There was a long pause and more fiddling on the desktop. 'We can offer you two choices. The first is a transfer to a senior administrative post ...”

'In?”

'Ah, in Bari.”

'Bari?' Flavia said in disgust.

'Of course, should this not be acceptable, you might consider taking advantage of a generous severance package ...”

'This is ridiculous,' Flavia interrupted. 'I have never heard of anybody being treated in such an appalling fashion. To be passed over, I suppose, is something that happens.

Although, to be perfectly frank, I do not know of anyone who could do the job as well as I can. But to be ejected so unceremoniously, almost as though I had been caught with my hand in the till or something like that, is outrageous.”

'I knew this was not going to be easy or pleasant for any of us,' the first civil servant replied regretfully. 'All I can say is that you have our considerable sympathy.

Nonetheless, our instructions are clear.”

'Do I understand that I have the perfect right to accept this situation and go back to my old job as it was under General Bottando?”

'You do. In theory.”

'And in practice?”

In reply she received only a look. A very informative look.

'It is rare, I think, for people to find a new regime as comfortable as the one they were used to. The new head of department may not consider you to be so very obviously his deputy in the same way that General Bottando did. Indeed, he may well bring in his own people so that you revert to your official job as a researcher. You must consider seriously whether you would find that acceptable.”

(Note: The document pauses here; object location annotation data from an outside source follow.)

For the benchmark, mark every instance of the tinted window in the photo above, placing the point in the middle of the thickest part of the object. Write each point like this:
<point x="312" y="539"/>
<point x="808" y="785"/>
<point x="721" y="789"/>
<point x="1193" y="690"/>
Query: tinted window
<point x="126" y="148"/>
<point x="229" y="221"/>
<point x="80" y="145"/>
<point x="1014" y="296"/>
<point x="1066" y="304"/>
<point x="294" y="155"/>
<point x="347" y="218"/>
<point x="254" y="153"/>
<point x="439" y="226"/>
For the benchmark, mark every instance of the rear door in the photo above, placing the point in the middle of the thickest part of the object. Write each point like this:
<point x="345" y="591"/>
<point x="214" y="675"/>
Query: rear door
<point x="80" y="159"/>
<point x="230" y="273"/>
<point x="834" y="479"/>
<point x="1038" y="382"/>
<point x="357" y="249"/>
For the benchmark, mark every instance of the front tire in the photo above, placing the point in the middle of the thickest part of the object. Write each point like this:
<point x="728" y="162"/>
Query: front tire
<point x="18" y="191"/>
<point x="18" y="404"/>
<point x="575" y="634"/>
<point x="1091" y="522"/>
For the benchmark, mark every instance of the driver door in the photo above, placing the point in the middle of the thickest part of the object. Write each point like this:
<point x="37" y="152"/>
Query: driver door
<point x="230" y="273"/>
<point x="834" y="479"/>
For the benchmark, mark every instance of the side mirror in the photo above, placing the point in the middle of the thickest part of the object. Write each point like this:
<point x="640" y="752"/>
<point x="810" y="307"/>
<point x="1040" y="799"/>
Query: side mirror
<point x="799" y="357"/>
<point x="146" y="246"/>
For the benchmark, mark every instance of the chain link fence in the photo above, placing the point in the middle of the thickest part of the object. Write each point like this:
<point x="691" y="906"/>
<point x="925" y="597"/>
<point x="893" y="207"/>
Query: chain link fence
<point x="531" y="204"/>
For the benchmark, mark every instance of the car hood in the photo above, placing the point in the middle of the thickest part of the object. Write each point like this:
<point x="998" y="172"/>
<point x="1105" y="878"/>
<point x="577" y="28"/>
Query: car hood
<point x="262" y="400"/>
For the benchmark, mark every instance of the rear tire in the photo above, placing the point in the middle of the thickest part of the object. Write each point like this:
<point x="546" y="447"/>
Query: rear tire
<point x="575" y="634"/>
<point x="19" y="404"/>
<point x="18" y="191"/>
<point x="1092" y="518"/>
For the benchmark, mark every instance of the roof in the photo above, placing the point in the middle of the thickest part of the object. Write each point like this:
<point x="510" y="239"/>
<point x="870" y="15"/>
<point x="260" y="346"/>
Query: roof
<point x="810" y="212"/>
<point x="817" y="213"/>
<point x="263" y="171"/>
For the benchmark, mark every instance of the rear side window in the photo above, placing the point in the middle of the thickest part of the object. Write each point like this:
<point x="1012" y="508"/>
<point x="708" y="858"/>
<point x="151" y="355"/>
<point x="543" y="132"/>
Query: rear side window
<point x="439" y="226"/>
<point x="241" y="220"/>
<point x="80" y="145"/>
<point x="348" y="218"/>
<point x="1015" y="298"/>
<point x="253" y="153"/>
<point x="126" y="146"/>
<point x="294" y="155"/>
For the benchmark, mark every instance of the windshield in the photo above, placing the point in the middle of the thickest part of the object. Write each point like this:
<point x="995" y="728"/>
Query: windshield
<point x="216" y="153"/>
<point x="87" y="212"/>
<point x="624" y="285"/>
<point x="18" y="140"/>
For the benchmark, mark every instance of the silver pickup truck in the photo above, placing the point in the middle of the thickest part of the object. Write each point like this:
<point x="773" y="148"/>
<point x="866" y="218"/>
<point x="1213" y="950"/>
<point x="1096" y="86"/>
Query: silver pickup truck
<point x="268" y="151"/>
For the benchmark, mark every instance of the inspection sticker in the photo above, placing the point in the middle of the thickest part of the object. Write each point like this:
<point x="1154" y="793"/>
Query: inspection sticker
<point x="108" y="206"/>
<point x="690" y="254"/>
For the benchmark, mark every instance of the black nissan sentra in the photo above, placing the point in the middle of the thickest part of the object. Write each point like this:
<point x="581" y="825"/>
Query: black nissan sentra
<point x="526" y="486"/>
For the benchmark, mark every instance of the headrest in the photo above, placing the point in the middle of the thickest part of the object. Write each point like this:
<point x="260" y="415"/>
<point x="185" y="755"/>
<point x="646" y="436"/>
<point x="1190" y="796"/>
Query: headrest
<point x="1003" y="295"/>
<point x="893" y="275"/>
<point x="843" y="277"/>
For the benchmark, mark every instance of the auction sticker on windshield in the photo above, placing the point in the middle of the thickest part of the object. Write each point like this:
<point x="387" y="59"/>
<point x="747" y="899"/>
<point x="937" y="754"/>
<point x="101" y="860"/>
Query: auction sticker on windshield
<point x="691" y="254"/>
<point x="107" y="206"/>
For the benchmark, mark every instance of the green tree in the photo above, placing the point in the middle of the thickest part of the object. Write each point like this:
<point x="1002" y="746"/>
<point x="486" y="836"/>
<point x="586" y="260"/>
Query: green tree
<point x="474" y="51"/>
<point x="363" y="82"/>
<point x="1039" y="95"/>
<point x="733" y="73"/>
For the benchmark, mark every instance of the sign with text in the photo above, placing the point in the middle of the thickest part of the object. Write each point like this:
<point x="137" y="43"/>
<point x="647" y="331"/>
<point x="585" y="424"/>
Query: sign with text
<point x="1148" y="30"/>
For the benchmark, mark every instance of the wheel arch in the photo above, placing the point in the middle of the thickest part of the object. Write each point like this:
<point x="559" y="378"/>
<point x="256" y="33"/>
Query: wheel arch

True enough. Flavia had got used to a great deal of unofficial authority in the past few years, as well as a considerable amount of independence. It would be very hard to lose that.

'You do realize,' Flavia said, 'the level of compensation and publicity I would receive if I took this to court? Dismissing a senior civil servant, which I am whether you like it or not, merely because she is expecting a baby ...”

This was one detail that caught them on the hop. They both looked at her as though she had announced that she was the pope's daughter. Flavia could almost hear their strategy crumbling.

'Oh.”

She smiled. 'Against the law, you know. Even worse, it looks bad. It looks terrible.”